# Studioblitzanlage Balcar/Bowens



## ralfoview (12. Dezember 2005)

Hi Fotofreunde,

kennt sich jemand unter Euch mit den Anlagen von Balca oder Bowens aus?

Ich habe folgendes Problemchen: der Generator ist von Balcar und die zwei Blitzköpfe anscheinend von Bowens. Allerdings gibt es an den Teilen kein Typen/Herstellerschild.

Bei einer ist der Blitztubus defekt - also habe ich von Balcar einen neuen bestellt, in der Annahme, det passcht scho....

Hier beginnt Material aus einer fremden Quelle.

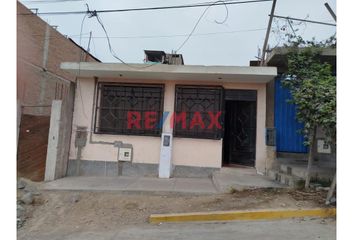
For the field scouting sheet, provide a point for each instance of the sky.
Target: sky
(234, 42)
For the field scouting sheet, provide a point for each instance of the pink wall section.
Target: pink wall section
(185, 151)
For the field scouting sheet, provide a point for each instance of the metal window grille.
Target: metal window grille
(114, 101)
(192, 99)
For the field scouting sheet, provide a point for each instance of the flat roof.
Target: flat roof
(172, 72)
(277, 57)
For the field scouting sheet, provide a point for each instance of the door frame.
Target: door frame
(239, 95)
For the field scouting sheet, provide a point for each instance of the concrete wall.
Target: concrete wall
(59, 136)
(186, 151)
(40, 50)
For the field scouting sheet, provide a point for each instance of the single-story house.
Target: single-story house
(167, 120)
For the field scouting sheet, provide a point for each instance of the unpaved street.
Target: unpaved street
(293, 229)
(117, 215)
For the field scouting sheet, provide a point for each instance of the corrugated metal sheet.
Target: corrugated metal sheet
(288, 139)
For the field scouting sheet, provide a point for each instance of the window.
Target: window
(198, 112)
(129, 109)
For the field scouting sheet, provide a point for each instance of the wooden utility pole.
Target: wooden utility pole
(268, 32)
(331, 11)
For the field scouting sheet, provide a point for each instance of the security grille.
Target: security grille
(116, 101)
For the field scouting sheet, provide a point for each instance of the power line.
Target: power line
(305, 20)
(160, 36)
(175, 35)
(51, 1)
(150, 8)
(200, 18)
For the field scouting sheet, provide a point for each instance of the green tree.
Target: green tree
(313, 89)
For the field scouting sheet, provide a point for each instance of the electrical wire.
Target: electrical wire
(112, 50)
(51, 1)
(150, 8)
(200, 18)
(79, 70)
(161, 36)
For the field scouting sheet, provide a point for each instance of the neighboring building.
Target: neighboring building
(40, 50)
(126, 113)
(290, 154)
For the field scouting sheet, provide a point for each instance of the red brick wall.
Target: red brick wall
(36, 86)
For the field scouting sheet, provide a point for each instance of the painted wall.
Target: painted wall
(186, 151)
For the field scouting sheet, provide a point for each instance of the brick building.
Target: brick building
(40, 50)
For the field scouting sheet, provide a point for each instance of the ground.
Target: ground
(61, 213)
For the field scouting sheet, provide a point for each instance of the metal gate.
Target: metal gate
(288, 138)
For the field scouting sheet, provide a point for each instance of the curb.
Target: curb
(242, 215)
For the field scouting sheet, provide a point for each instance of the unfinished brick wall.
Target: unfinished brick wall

Die alte Röhre wurde aber über einen Adatper an den Blitzkopf gesteckt, der ist aber fest verlötet. Was also machen? bzw. kann ich einen neuen Blitzkopf kaufen (der leistungsmäßig) an die Anlage passt (1200ws)

Hat jemand von Euch Hinweise im Internet, o.ä.?

fragend und dankend ;-)

ralfoview


----------



## burnobaby (14. Dezember 2005)

Hi
Hab selbst noch nich so viel Ahnung davon, aber ich würd mal bei (@Mod: Sorry, nichts gegen Tutorials.de / Ist das beste Forum wo gibt wenns nicht um Fotografieren geht! Das geht hier ein bischen unter! Naja abwarten und nichts für ungut!   ) http://www.dslr-forum.de nachschauen, da kann man dir auf jeden Fall helfen! 

So ich verabschiede mich erstmal und hoffe das es mir keiner Böse nimmt,das ich ein anderes Forum verlinke! 

MfG Burno


----------



## ralfoview (16. Dezember 2005)

Ich werd's mal da probieren, merci ;-)


ralfoview


----------